Crise do BCP vai custar 1,3 mil milhões a accionistas

Santos Ferreira fez a sua estreia mediática e anunciou o que já todos esperavam, um aumento de capital. No entanto, surpreendeu pela sua dimensão. O banco decidiu ainda não pagar o restante dividendo de 2007 e ajustar as contas para acautelar perdas possíveis de 300 milhões.

Santos Ferreira, o novo presidente do Banco Comercial Português ( BCP ), anunciou ontem um aumento de capital de 1,3 mil milhões de euros, que só surpreendeu pela sua dimensão. A par desta medida, o BCP suspendeu a distribuição de 90 milhões de euros de dividendos de 2007, depois de ter pago uma primeira tranche intercalar de 133 milhões de euros.
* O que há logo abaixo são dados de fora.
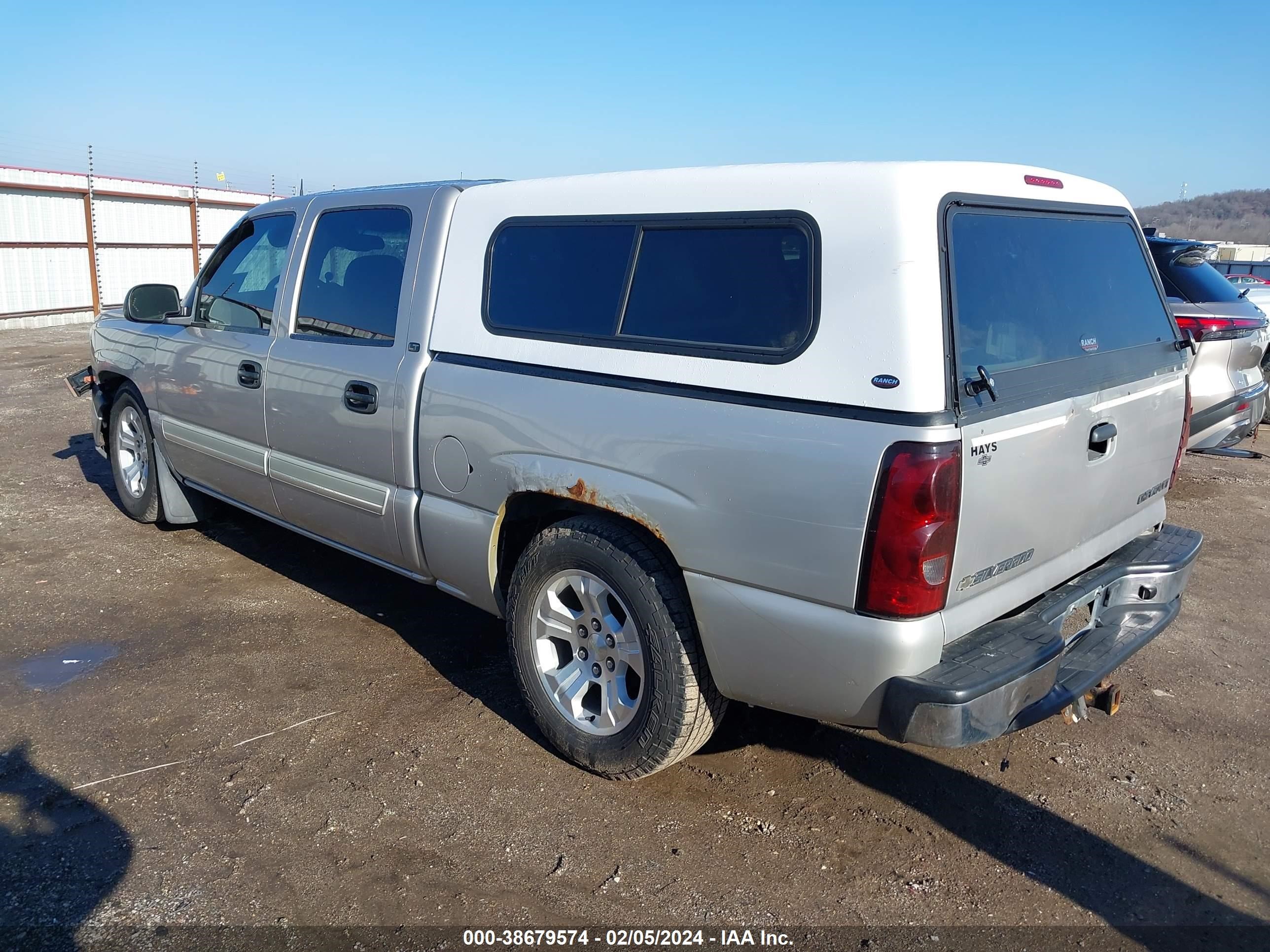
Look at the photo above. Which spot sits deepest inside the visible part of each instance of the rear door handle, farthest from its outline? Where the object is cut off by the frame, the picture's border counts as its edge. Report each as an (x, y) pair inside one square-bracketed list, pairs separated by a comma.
[(1100, 436), (249, 375), (361, 398)]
O pagamento de dividendos será retomado em 2008.

Estas foram as duas "soluções" escolhidas de entre várias analisadas, para "responder ao desafio da solvência", nas palavras do presidente do BCP , durante a apresentação de resultados referentes a 2007. Ou seja, repôr os rácios de capital, nomeadamente o Core Tier I, referente aos capitais próprios, que no fim do ano ficou nos 4,3% e em Março deste ano será de 4%, abaixo dos 5% recomendados pelo Banco de Portugal.

A nova administração do BCP decidiu ainda proceder a um ajustamento às contas do banco, corrigindo a sua situação líquida em 300 milhões de euros, (212 milhões de euros líquidos) para fazer face a eventuais perdas devido a possíveis contra-ordenações resultantes das averiguações em curso, com efeitos a 1 de Janeiro de 2006. "O banco não foi ainda notificado de nada", fez questão em salientar o banqueiro, que revelou ter sido convocado para prestar declarações no DIAP.

Esta correcção às contas vai ser averiguada pela Comissão do Mercado de Valores Mobiliários (CMVM), uma vez que o anterior presidente do BCP , Filipe Pinhal, informou o mercado a 23 de Dezembro último, de que todas as perdas já estavam reflectidas nas contas. Segundo fonte da CMVM contactada pelo DN, irá ser analisado se o ajustamento agora anunciado é compatível com a informação prestada anteriormente.

Santos Ferreira fez questão em salientar que a decisão de corrigir a situação líquida do banco ocorreu após "trocas de impressões e diálogos com as autoridades".

Num estilo descontraído e bem-disposto, o novo presidente do BCP explicou que o aumento de capital de 1,3 mil milhões tem dois objectivos: "repôr os rácios de solvência e e a permitir a expansão de actividade do BCP ". No entanto, não adiantou qual a parte destinada à reposição dos rácios e à expansão da actividade.

Aprovado por unanimidade pelos três órgãos sociais do BCP - conselho de administração executivo, conselho geral e de supervisão e conselho superior, onde está representado 40% do capital - o aumento de capital está já tomado firme por dois grandes bancos internacionais, o Merrill Lynch e o Morgan Stanley. O seu presidente admite um desconto de 10 a 20% sobre a cotação.
"Estamos convencidos que isto convence o mercado", afirmou Santos Ferreira, adiantando que não irá fazer novo aumento de capital e não conta com "mais surpresas".

A venda de activos foi uma das soluções ponderadas pela administração, mas Santos Ferreira explica que foi abandonada porque "alienar activos sob pressão significa uma desvalorização".

O banqueiro revelou ainda que a expansão do banco ocorrerá essencialmente no mercado externo, com 20% das novas agências a serem abertas em Portugal. No que respeita ao programa Millennium 2010, 2007 resultou no atraso de um ano no cumprimento das metas, definindo objectivo de superar os mil milhões de euros de lucros em 2010.

O presidente do BCP anunciou que antes da próxima assembleia geral ficará definida uma metodologia para actuar no caso dos pequenos accionistas do BCP , lesados com a compra de acções através do recurso ao crédito.